A lot of people who begin dieting do so because they don't feel good ABOUT THEMSELVES, they often blame their body, but their body can often simply be the tool that they use to make themselves feel better about themselves. We very often hear people saying things like "when I lose 7 pounds then I'll be happy" I wonder is that true? Maybe it is true for a short time when the compliments are rolling in (we live in a society that does congratulate weight loss) but then what's next? How do you maintain that false sense of security that everything is ok now? What happens when you stop dieting? When you don't feel good about yourself? A seemingly easy way to fix that is to alter your body to something that you perceive to be better or more acceptable to yourself and society. It can certainly seem like an easy way to increase low self-esteem.

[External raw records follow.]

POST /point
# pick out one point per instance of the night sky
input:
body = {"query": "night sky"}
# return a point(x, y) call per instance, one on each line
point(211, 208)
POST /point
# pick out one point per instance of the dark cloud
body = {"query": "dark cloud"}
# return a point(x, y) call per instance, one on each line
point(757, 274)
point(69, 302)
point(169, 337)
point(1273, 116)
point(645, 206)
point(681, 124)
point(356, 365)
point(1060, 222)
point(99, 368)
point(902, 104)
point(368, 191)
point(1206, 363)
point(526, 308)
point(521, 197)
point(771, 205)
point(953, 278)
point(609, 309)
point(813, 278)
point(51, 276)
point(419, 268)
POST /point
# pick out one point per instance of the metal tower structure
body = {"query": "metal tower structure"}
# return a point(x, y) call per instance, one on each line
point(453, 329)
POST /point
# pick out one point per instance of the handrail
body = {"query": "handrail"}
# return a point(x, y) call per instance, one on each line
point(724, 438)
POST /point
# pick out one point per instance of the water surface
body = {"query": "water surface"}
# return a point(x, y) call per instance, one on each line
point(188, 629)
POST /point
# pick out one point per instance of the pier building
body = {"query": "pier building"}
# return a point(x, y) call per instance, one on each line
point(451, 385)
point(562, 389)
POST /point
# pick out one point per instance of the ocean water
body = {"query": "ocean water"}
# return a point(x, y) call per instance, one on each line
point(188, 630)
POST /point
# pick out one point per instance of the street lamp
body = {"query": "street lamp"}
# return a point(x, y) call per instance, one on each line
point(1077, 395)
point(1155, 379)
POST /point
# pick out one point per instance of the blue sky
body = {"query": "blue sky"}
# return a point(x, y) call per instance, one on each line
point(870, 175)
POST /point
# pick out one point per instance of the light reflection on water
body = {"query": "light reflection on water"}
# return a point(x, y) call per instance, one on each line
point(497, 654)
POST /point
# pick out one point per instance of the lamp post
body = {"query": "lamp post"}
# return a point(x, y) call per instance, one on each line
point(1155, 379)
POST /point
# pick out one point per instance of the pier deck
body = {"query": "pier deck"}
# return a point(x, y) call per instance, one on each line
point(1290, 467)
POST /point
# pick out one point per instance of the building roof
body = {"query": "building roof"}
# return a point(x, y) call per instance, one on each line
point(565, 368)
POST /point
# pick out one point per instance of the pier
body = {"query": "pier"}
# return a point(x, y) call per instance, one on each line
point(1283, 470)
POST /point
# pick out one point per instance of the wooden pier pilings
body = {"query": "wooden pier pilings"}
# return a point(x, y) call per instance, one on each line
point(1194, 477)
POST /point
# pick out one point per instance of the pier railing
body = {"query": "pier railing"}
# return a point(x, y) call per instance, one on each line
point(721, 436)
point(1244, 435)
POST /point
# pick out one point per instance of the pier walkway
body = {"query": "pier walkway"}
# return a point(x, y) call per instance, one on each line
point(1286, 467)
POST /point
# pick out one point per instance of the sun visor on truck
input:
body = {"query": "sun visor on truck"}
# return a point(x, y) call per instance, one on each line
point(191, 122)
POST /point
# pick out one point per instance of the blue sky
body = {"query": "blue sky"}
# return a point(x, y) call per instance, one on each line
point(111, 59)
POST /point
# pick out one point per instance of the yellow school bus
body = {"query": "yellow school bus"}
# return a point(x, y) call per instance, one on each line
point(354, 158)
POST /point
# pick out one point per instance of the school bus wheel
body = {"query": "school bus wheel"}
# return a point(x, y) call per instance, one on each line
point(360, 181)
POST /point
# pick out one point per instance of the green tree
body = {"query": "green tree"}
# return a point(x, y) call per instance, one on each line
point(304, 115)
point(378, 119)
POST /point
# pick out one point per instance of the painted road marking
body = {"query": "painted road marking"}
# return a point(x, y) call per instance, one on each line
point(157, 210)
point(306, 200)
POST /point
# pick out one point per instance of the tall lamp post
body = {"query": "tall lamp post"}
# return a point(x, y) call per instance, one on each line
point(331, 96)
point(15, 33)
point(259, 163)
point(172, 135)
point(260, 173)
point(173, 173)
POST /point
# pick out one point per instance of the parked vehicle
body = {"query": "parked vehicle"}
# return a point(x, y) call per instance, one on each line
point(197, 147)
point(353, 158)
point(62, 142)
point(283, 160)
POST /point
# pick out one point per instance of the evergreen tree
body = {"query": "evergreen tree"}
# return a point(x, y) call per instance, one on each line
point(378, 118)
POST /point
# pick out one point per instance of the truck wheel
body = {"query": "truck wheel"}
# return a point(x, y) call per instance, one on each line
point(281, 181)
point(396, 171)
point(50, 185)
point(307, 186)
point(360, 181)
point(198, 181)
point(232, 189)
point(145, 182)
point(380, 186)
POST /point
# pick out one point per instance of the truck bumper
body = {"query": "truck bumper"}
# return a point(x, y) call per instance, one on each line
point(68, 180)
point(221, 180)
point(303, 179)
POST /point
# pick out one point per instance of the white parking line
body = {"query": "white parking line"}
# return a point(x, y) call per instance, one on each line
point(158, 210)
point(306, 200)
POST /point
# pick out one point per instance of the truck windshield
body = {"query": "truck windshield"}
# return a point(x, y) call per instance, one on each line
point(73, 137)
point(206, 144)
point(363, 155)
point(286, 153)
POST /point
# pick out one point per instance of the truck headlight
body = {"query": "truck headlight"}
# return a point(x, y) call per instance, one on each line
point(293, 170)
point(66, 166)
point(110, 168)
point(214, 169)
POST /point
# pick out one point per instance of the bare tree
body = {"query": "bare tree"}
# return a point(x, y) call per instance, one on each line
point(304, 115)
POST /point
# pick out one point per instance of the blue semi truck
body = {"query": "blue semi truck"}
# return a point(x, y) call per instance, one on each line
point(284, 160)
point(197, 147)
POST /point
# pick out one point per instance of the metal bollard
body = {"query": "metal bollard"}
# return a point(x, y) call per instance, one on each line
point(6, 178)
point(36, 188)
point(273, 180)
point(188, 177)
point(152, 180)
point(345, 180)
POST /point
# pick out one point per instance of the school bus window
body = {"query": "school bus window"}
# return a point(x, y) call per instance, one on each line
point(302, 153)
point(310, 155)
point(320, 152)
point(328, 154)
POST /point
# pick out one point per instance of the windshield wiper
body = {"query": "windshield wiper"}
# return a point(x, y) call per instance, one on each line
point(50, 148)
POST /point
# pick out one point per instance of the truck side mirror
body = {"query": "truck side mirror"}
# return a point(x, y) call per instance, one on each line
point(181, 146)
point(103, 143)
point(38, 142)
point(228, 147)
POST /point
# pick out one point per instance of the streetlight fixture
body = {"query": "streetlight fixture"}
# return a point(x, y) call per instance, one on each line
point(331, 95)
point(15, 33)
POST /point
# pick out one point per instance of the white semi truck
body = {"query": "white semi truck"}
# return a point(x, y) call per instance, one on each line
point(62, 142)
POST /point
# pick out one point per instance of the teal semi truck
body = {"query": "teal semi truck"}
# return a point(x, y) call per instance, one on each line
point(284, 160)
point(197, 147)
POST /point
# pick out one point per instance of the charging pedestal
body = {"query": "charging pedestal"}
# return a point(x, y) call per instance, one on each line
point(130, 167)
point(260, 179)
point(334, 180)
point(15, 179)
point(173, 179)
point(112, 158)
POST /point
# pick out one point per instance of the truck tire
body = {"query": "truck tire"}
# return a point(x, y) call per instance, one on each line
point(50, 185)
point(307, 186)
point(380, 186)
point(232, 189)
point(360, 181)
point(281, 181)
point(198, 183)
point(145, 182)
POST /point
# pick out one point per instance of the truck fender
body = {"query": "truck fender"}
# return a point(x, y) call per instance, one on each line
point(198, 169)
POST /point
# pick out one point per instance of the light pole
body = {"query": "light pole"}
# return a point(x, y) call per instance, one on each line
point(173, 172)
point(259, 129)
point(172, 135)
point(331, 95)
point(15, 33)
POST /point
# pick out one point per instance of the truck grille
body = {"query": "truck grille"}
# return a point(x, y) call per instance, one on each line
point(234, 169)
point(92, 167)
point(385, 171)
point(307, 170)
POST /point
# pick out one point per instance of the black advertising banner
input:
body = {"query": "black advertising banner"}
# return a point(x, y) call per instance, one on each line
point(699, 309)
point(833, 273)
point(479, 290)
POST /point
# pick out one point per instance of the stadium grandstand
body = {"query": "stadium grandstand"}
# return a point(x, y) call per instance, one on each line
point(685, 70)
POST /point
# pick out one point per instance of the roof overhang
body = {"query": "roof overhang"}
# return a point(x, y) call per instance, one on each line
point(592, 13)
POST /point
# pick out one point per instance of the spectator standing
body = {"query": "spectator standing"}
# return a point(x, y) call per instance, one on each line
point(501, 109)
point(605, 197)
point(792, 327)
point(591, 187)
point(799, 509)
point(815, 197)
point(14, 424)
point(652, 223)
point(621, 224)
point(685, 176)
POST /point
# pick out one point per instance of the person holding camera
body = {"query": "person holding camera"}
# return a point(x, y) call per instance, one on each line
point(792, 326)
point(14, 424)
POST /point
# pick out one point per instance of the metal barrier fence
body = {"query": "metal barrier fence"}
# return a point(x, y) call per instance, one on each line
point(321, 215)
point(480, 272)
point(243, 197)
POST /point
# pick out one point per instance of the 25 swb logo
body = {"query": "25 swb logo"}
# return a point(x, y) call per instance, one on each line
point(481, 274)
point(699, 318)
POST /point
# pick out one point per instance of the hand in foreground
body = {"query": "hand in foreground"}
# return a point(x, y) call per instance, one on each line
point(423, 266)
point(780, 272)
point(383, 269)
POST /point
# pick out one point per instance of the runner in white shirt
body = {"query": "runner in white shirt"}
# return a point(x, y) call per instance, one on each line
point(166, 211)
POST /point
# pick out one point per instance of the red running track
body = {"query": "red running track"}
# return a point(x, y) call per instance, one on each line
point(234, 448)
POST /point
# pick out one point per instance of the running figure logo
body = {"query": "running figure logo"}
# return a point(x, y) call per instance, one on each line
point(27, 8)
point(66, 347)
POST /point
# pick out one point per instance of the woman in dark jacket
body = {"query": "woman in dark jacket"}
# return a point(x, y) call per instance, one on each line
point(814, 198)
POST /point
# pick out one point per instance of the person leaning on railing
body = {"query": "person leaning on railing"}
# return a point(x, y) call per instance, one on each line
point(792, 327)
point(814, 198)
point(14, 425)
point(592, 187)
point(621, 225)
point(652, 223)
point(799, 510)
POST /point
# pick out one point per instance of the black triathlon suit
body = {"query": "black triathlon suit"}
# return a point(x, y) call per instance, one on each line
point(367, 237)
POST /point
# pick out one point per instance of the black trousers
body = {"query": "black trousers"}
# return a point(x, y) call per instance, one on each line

Self-esteem can be defined as an individual's subjective evaluation of their own worth. Are you really only worth something if your weight is a certain number? I know most people in my life are worth more to me than the number they weigh.


The problem with trying to increase your self-esteem through changing your body is that it's very likely it's only temporary. It's a bit like building a house with no foundations, it will stay standing for a while and then come crashing down around you. if diets really worked long term, then why have so many people been on multiple diets throughout their life?


I'm not denying that some people have weight issues and I'm not naïve enough to believe that somebody who is really struggling physically and emotionally with their weight can just "learn to love themselves" but what if they could learn to like something about themselves outside of their shape and size? What one thing could you approve of in yourself that's not weight related? This is where the real self-esteem building work happens, the solid foundations. I wonder if somebody has a solid self-esteem, a high regard for themselves and a sense of respect, would they end up eating more than their body actually wanted or needed in the first place?


Like most things, people try to tackle problems on a surface level but this will only bring surface level results. Any long lasting changes need to be addressed on a level that goes beyond the body.